At this time I had no real clue about how to solve this issue, so fiddled around with setxkbmap and GNOME's keyboard settings and only really achieved turning caps into ctrl but the rest of the changes were beyond me.

Enter keyd:

keyd

keyd is a system-wide key remapping daemon for Linux. I've been using it recently and now can't really live without it. I've totally ditched whatever ad-hoc remapping I've had in place before and completely switched over to keyd.

keyd works (as far as I can tell) everywhere, so doesn't rely on X11/Wayland running or some desktop environment. Configuration is sensible and (reasonably) obvious.

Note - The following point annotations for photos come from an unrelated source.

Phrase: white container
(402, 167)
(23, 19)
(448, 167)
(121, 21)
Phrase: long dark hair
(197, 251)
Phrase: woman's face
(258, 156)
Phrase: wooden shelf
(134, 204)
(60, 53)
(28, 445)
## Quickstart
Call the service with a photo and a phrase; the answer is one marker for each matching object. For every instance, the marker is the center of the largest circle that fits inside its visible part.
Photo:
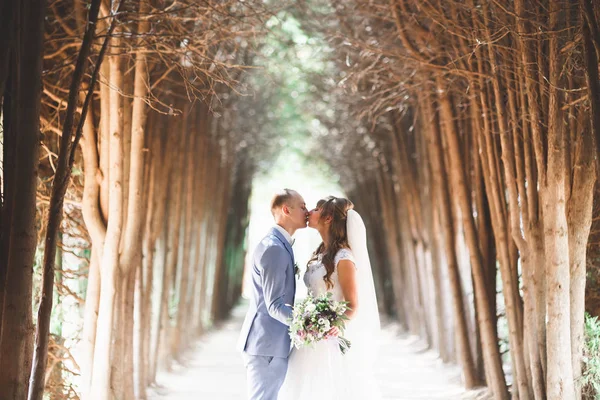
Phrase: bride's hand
(333, 332)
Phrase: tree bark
(25, 85)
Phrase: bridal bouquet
(314, 317)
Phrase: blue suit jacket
(265, 329)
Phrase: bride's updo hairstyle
(335, 208)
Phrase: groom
(264, 339)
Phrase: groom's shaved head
(283, 197)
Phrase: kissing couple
(340, 267)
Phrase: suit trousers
(265, 376)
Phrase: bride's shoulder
(344, 254)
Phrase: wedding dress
(322, 371)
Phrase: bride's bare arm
(347, 279)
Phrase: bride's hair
(335, 208)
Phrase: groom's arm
(274, 263)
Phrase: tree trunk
(25, 86)
(458, 180)
(101, 377)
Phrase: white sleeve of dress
(344, 254)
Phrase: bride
(340, 265)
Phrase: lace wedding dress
(322, 371)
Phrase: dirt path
(214, 370)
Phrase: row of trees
(473, 127)
(143, 96)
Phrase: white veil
(364, 328)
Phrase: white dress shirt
(285, 234)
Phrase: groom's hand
(333, 332)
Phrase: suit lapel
(283, 240)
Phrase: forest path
(405, 369)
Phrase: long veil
(363, 330)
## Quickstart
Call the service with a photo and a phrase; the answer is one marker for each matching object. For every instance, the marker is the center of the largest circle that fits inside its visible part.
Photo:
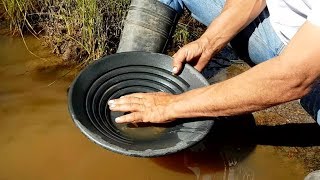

Here are the contents of my /etc/keyd/default.conf file:

[ids]

*
-046d:406f:cbff713c

[main]

capslock   = overload(control, esc)
esc        = capslock
leftshift  = overload(shift, S-9)
rightshift = overload(shift, S-0)
rightalt   = leftalt

Better Control/Escape/Caps Lock

I'd been rebinding Caps Lock to escape since before I even used Vim or Linux for that matter and well before stumbling across Losh's article. What I could never accomplish with setxkbmap et al. however was overloading caps to run a dual role as both ctrl and esc; hence the line

capslock   = overload(control, esc)

Of course, the following line restores the use of the Caps Lock to the (IMO hard to reach) escape key:

esc        = capslock

Shift Parentheses

Shift Parentheses were a big idea from the Modern Space Cadet I couldn't shake off after reading and had been grumbling about going without from then on. To my delight keyd's overloading handles this without issue:

leftshift  = overload(shift, S-9)
rightshift = overload(shift, S-0)

This I think is some real magic, and it works exactly as Steve describes. I thought I'd have to rebind the actual parens on my keyboard with noop to get out of an old habit, but after only a few days the shift-parens seem to be already in my muscle memory.

keyd Weirdness

keyd is cool but can exhibit some weirdness. For example, without the line rightalt = leftalt I could no longer M-x in Emacs using the right alt key. There are probably other examples of this for more involved setups but this was most glaring to me.

Admittedly though this could also result from my unusual pairing of physical and digital keyboard layout —typing on a UK keyboard with Linux set to a US layout.